Bizans
Bizans sanatı genel olarak IV. yüzyıl ile XV. yüzyıl arasında varlığını sürdüren Bizans İmparatorluğu döneminde yapılan sanata verilen addır. Bunun dışında Bizans sanatından etkilenen Yakın Doğu, Kafkasya, Balkan, Hazar Denizi ve Rusya gibi komşu bölgelerde de etkisini göstermiştir. İstanbul'un Fethi'nden sonra da devam eden Bizans sanatı etkisi Karolenj ve Otto dönemi sanatı ve mimarisini de etkilemiştir. Bizans sanatı daha çok dini sanat olarak da ele alınabilir. Mozaik, kitap sanatları, ikonalar, freskler vb. başlıca inceleme alanı arasındadır.
Bizans sanatı, dünyanın birçok ülkesinde üniversite düzeyinde araştırma konusudur. Türkiye'de Bizans sanatı ve tarihinin eğitimi hem sanat tarihi hem de arkeoloji bölümlerinde verilmektedir. Antik Dönem sanatından doğan ve daha sonraları Hıristiyan geleneğinde gelişen Bizans sanatı ve kültürü, günümüze değin önemini özellikle Ortodokslar nezdinde korumayı sürdürmektedir. Bizans sanatı Ortaçağ’dan bu yana batı Avrupa'da gelişmekte olan Romanesk ve Gotik sanata bir kutup oluşturmakla kalmamış, bu iki kültür arasında hem ideolojik hem de psikolojik bir sınırın ifadesi olmuştur.
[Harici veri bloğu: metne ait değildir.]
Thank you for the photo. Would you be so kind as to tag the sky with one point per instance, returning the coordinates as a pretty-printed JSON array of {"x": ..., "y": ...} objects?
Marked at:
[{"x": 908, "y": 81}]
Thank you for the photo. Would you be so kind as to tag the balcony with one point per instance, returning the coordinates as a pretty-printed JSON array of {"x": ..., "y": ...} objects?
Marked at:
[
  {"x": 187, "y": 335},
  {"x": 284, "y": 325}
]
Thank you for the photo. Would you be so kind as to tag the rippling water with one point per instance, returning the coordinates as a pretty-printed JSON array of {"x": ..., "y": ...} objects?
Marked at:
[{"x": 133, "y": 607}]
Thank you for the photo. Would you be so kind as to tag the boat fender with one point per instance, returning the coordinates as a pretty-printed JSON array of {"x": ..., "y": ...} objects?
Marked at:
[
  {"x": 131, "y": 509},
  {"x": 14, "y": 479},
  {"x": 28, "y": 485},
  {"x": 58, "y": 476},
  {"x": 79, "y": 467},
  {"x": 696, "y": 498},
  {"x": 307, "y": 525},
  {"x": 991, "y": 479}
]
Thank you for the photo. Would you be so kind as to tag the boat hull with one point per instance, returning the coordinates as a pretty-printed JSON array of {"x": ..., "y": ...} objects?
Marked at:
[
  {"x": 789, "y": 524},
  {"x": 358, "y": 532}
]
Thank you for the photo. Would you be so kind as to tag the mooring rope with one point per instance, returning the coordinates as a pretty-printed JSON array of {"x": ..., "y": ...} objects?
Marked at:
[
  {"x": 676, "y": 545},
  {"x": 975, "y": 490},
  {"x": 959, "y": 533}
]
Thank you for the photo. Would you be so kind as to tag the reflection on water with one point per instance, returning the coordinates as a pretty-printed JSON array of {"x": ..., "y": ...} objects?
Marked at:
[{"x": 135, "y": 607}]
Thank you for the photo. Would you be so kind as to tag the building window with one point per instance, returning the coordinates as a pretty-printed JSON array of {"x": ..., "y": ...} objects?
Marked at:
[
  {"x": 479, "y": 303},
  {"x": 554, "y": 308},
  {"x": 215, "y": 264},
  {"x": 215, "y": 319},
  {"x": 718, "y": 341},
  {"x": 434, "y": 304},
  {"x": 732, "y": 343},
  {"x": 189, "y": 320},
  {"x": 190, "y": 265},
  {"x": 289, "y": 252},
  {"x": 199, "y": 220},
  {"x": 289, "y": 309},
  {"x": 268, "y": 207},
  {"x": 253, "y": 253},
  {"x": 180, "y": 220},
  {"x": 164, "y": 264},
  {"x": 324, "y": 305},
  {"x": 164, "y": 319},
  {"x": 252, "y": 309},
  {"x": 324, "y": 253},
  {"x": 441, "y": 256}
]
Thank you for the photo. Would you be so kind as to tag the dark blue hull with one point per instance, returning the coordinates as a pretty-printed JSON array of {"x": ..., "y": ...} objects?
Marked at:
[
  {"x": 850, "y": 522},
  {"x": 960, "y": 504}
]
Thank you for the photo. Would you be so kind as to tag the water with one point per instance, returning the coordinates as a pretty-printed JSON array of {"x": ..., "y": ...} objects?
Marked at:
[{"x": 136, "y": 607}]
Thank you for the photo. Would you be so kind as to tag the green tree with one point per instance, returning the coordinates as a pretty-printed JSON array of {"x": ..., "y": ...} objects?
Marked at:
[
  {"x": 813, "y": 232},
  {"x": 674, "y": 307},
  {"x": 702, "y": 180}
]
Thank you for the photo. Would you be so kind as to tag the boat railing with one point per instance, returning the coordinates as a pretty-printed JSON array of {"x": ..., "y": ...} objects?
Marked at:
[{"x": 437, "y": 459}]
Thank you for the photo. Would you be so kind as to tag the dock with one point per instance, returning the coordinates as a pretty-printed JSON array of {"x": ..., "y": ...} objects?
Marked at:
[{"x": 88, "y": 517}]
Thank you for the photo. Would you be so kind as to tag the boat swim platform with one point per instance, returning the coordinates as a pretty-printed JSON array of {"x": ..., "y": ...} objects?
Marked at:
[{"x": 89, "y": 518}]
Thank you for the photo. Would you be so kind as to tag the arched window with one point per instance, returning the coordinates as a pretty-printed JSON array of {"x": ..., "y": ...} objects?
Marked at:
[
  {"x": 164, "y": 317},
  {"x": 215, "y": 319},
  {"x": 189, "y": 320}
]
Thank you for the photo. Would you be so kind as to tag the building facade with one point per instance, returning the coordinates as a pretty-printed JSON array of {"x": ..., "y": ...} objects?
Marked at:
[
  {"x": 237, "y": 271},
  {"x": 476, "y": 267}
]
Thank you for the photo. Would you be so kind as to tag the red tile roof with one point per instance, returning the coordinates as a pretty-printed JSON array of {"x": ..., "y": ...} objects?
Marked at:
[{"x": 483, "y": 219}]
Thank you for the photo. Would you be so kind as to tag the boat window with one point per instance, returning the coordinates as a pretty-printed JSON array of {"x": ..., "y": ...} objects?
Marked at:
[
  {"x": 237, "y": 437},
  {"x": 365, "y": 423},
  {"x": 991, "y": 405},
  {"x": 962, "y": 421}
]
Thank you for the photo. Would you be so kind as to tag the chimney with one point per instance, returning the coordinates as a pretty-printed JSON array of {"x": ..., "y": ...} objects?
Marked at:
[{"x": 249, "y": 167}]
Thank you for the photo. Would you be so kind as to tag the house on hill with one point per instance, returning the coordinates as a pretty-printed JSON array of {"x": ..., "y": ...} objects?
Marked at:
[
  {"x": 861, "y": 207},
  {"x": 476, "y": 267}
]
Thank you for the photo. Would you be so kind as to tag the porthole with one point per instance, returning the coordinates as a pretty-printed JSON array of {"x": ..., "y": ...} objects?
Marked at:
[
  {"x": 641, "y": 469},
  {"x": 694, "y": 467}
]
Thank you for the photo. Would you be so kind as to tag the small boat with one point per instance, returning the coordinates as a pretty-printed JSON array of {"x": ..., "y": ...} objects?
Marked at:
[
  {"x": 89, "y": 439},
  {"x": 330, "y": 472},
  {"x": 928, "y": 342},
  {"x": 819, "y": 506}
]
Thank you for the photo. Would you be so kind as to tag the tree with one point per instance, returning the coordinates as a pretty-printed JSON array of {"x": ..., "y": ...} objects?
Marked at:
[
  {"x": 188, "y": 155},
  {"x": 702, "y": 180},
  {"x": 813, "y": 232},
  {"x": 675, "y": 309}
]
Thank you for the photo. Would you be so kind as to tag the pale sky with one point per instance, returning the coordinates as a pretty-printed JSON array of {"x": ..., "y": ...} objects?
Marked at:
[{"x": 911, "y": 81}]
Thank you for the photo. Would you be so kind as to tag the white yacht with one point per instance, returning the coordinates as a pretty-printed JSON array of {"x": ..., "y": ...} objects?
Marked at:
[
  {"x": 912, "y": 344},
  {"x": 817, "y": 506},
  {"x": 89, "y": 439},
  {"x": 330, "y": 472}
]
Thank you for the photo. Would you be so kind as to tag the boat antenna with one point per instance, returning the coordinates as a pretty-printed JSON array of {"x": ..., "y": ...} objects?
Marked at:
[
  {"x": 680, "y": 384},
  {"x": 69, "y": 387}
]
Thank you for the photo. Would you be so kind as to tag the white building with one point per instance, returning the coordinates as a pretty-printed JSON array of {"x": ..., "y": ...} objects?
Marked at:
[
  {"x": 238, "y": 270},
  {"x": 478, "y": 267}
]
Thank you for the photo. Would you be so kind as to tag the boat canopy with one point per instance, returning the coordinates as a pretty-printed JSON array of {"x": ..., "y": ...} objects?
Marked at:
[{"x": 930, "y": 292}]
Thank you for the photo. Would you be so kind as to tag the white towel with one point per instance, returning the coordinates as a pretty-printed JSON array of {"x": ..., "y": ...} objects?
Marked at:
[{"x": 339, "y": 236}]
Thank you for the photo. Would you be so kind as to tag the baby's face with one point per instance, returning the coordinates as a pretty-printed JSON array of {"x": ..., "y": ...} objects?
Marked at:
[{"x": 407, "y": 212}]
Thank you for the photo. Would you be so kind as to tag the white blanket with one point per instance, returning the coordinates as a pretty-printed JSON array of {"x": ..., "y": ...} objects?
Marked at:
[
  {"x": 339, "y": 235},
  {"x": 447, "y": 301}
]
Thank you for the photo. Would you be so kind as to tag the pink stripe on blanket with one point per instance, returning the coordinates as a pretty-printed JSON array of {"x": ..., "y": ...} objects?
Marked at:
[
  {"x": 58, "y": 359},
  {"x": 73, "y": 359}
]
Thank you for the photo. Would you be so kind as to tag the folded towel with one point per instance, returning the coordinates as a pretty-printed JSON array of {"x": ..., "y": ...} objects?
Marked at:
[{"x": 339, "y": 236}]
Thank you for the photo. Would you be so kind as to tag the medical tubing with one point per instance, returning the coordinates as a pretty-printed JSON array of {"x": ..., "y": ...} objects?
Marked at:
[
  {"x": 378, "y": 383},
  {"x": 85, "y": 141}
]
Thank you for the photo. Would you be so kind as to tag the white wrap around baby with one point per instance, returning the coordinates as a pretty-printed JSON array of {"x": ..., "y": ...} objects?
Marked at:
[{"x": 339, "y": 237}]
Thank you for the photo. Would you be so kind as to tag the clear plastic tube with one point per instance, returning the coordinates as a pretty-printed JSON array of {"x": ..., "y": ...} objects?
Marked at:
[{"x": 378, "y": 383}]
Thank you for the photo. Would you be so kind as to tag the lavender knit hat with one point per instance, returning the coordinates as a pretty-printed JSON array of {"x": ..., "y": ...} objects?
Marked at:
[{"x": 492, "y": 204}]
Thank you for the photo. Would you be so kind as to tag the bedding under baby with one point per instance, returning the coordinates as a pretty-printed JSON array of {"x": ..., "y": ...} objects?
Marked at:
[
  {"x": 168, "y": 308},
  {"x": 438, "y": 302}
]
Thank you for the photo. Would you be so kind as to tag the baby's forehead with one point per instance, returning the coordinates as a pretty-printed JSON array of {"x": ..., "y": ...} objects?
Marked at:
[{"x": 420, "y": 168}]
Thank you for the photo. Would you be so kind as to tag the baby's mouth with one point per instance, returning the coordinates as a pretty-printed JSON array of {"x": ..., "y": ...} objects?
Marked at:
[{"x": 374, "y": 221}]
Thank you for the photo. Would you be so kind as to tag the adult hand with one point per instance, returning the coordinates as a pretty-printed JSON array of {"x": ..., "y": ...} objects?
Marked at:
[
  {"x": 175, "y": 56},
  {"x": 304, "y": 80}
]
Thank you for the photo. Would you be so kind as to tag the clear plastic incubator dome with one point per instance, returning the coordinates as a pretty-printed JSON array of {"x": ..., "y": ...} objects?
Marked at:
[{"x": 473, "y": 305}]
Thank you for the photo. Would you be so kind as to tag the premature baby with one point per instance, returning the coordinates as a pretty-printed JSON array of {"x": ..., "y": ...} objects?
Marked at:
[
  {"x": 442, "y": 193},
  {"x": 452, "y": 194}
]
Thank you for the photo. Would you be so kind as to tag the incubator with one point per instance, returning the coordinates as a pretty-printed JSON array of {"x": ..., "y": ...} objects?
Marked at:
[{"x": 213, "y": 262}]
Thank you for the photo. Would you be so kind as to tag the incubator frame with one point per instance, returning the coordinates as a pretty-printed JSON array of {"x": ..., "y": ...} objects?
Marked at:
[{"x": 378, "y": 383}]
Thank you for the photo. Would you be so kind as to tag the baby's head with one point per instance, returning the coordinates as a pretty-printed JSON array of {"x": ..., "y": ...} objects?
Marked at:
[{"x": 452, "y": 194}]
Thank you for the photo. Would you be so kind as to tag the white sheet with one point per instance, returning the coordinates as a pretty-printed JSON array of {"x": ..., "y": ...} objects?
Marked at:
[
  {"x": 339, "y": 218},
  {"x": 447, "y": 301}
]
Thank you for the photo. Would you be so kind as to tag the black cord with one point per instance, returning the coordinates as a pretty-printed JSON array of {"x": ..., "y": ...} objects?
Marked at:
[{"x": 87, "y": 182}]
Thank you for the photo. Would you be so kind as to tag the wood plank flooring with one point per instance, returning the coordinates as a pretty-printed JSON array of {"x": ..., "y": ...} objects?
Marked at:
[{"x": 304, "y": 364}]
Bu nedendendir ki bu alan çoğu zaman Batı sanatının gerisinde ele alınmıştır. Özellikle Batı sanatı çerçevesinden Bizans sanatına yönelik negatif bakış açıları Giorgio Vasari ile başlamıştır.
Giorgio Vasari'nin orjinallik ve gelişim açısından yaptığı değerlendirmeler sertlik, devamlılık ve şematizm gibi ana başlıklar üzerinde yoğunlaşmıştır. Buna karşın Batı sanatında daha özgür biçimler kullanılmaktadır. Vasari'nin düşüncesine göre bu durum Batı sanatının üstünlüğünü kanıtlamak için yeterlidir. Ancak Vasari, inanış ile birlikte ilâhileştirilen Bizans sanatı eserleri olan ikonalar, freskler ve mozaikler üzerine pek bir yorum getirememiştir.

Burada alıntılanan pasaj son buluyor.